Paul Theroux, one of the most prolific Returned Peace Corps travel writers, provides an insightful rendition of the plight of expats. He reminds us with a quote from obnoxious nativist Pap Finn from the “Adventures of Huckleberry Finn” that Americans have complained about the state of affairs here, and many have acted on the threat to find refuge abroad, which is ironic today when millions are putting their lives at risk coming here. Those leaving often are looking for something new, according to Theroux.
Pap Finn’s rant, “A man can’t get his rights in a government like this. Sometimes I have a mighty notion to just leave the country,” inspired Theroux’s main character in The Mosquito Coast, Allie Fox, who despaired at America’s decline and took his wife and four children to Honduras. He was reminded of his “stubborn American self” and went too far, and his expatriation ended badly.
Theroux reflects on his expatriation to Portugal, Costa Rica, France, Mexico, and Bali, including eighteen years in London with his family.
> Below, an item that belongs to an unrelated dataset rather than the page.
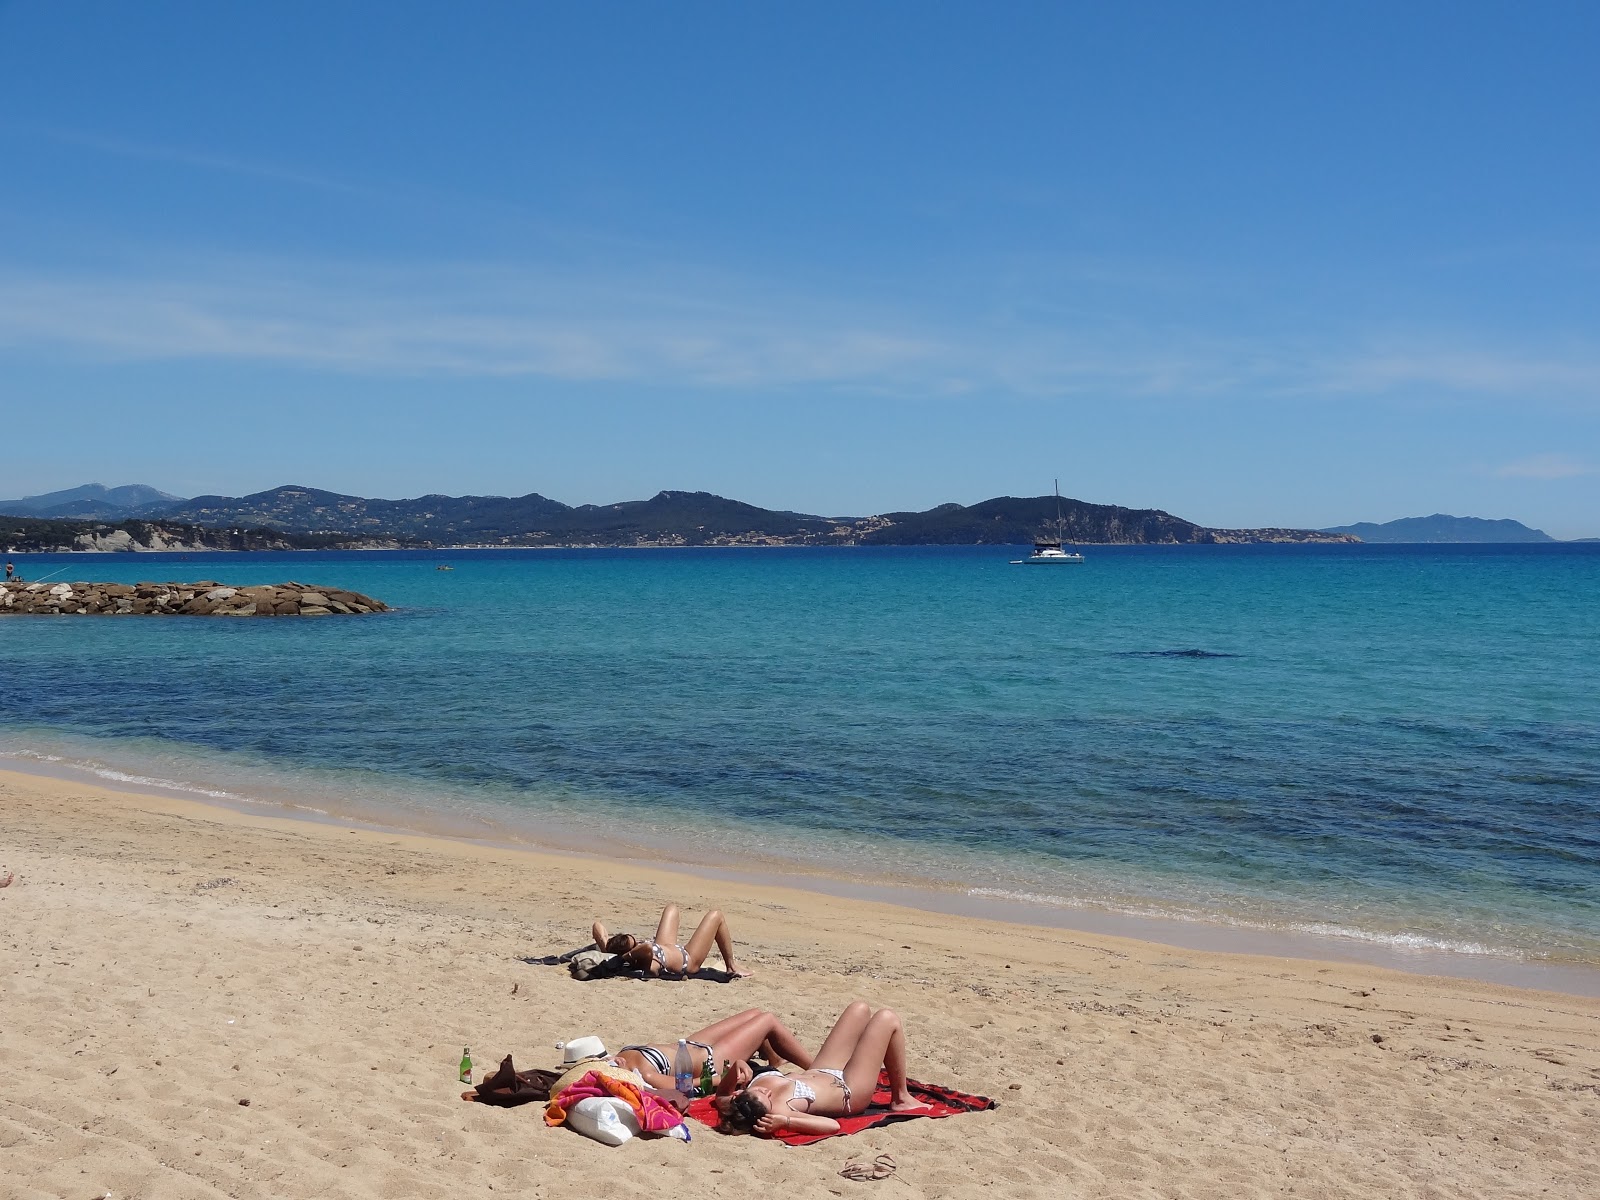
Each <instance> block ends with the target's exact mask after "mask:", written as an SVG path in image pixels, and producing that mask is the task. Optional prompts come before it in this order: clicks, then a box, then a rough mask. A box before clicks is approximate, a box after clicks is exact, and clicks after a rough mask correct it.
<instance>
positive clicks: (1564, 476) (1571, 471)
mask: <svg viewBox="0 0 1600 1200" xmlns="http://www.w3.org/2000/svg"><path fill="white" fill-rule="evenodd" d="M1592 472H1594V467H1590V466H1587V464H1586V462H1579V461H1578V459H1574V458H1568V456H1566V454H1534V456H1531V458H1522V459H1517V461H1515V462H1507V464H1506V466H1502V467H1496V470H1494V474H1496V475H1498V477H1501V478H1573V477H1574V475H1589V474H1592Z"/></svg>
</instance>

He reveals that “under my cloak of idealism, I was procrastinating about my future, and I felt I’d find answers by being alone and far away.” He laments the “parasitical, rootless quality to being an expatriate…” where one is often a spectator and most travel can be “filed under the heading Trespassing.” Those who subscribe to the New York Times can read the article in full here. Opinion | The Hard Reality American Expats Quickly Learn – The New York Times
The plight of expats inspired two chapters in The Guatemala Reader: Extraordinary Lives and Amazing Stories, as my family has lived many years in Guatemala as well as Bogota, Columbia, and Freetown, Sierra Leone. “Allegro to Guatemala: An Expatriate Journey Through the Land of Eternal Spring” profiles one couple of the more than 6,000 expats in Guatemala who impacted the country through their art and philanthropy. Earl is a poet who writes about Guatemala and, together with his wife Suzanne, set up SEEDS for a Future, which meets Indigenous women’s and children’s nutritional needs. You can read that story here: Expats – Wanderlust.
In “My Life in the Land of the Eternal Spring: The Coffee Plantation,” I tell of an indelible experience on the slopes of the volcano Atitlan on a plantation owned by my wife’s grandfather. It was Christmas, and my four-year-old daughter was holding her Airedale pup next to the Christmas tree. As I entered the room, I saw dozens of children of the workers peering into the room behind a double screen door on a reality they would never hope to experience. Later that evening, on the back porch looking up at the volcano with my Guatemalan wife, taking in the sweet aroma of coffee blooms, I informed my wife that my calling would be to assure that children of the humblest families might receive a decent education and aspire to a career of their choice. You can find that story published in Peace Corps Worldwide here: Christmas in The Land of the Eternal Spring (Guatemala) – Peace Corps Worldwide
Theroux ends his essay on expats with a reminder that the “tight fit” in many expat havens includes different traditional cultures, religious restrictions, and “finicky nuances of manners, ” which is one of the reasons “that many exasperated ex-pats, weary of the bubble they’re forced into, eventually return, clearer-sighted about the world and home.” Theroux and his family have lived in Hawaii for thirty years, and my family has been in Arizona for almost 25 years. And although several of our friends have threatened to head to Canada with the change of administration, we’re not going anywhere.